Un paradosso provvidenziale

Resta, quello del Napoli, un momento estremamente critico. La squadra ha mostrato, anche nella partita di ieri contro l'Udinese...
08.12.2019 18:15 di Gennaro Di Finizio Twitter:    Vedi letture
© foto di Antonello Sammarco/Image Sport
Un paradosso provvidenziale

Resta, quello del Napoli, un momento estremamente critico. La squadra ha mostrato, anche nella partita di ieri contro l'Udinese, una serie di problematiche che pare restino ben attaccante sulle spalle dei giocatori azzurri. Dalla mancanza di incisività sotto porta, ad una manovra poco fluida, passando per una scarsa gestione psicologica delle partite.

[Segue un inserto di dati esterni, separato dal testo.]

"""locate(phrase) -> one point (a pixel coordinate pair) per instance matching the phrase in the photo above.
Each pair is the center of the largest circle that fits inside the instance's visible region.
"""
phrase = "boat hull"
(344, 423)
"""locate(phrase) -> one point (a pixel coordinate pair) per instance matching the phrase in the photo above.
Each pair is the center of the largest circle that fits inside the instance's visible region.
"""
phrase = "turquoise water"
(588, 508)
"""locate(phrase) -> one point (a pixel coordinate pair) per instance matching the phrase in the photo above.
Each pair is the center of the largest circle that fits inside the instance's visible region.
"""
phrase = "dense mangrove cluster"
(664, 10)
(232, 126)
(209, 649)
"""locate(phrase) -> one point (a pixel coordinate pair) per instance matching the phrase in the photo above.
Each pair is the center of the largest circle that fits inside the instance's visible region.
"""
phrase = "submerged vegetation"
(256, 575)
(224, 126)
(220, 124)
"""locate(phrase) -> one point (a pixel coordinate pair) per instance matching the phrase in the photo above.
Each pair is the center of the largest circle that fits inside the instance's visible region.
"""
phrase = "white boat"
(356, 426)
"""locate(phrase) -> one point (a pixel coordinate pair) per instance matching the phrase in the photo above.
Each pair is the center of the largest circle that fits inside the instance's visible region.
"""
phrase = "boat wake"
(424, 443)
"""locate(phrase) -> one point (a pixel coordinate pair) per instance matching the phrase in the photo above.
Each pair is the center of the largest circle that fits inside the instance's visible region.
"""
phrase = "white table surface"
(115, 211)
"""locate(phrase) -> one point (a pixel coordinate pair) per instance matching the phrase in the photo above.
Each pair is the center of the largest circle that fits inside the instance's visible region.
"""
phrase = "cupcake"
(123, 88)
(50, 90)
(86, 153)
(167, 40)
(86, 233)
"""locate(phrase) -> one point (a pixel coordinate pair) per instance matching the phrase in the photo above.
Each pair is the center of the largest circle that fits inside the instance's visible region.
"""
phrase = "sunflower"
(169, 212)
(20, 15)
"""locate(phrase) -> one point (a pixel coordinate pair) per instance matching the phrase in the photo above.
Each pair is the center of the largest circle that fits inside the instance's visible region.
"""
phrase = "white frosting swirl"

IL PARADOSSO - In questa situazione decisamente complicata, spicca agli occhi di chi si ritrova a guardare questo Napoli, una mancanza palese di personalità. Giocatori spenti, senza voglia, ed un organico nel quale pare manchi un leader concreto. Anche alla Dacia Arena il problema è parso evidente, eppure ad salvare il risultato (per quanto il pareggio possa rappresentare un aspetto positivo) ci ha pensato proprio il giocatore che per anni è stato bollato come elemento senza carattere: Zielinski. Strano ma vero, Piotr ha firmato il gol che ha evitato alla propria squadra un'onda anomala di critiche, attenuandone l'impeto e dando ancora una chance ad Ancelotti. Zielinski ha corso, ci ha provato (lo fa ormai da mesi) ed alla fine ha spiazzato Musso. Con carattere. Un paradosso, provvidenziale.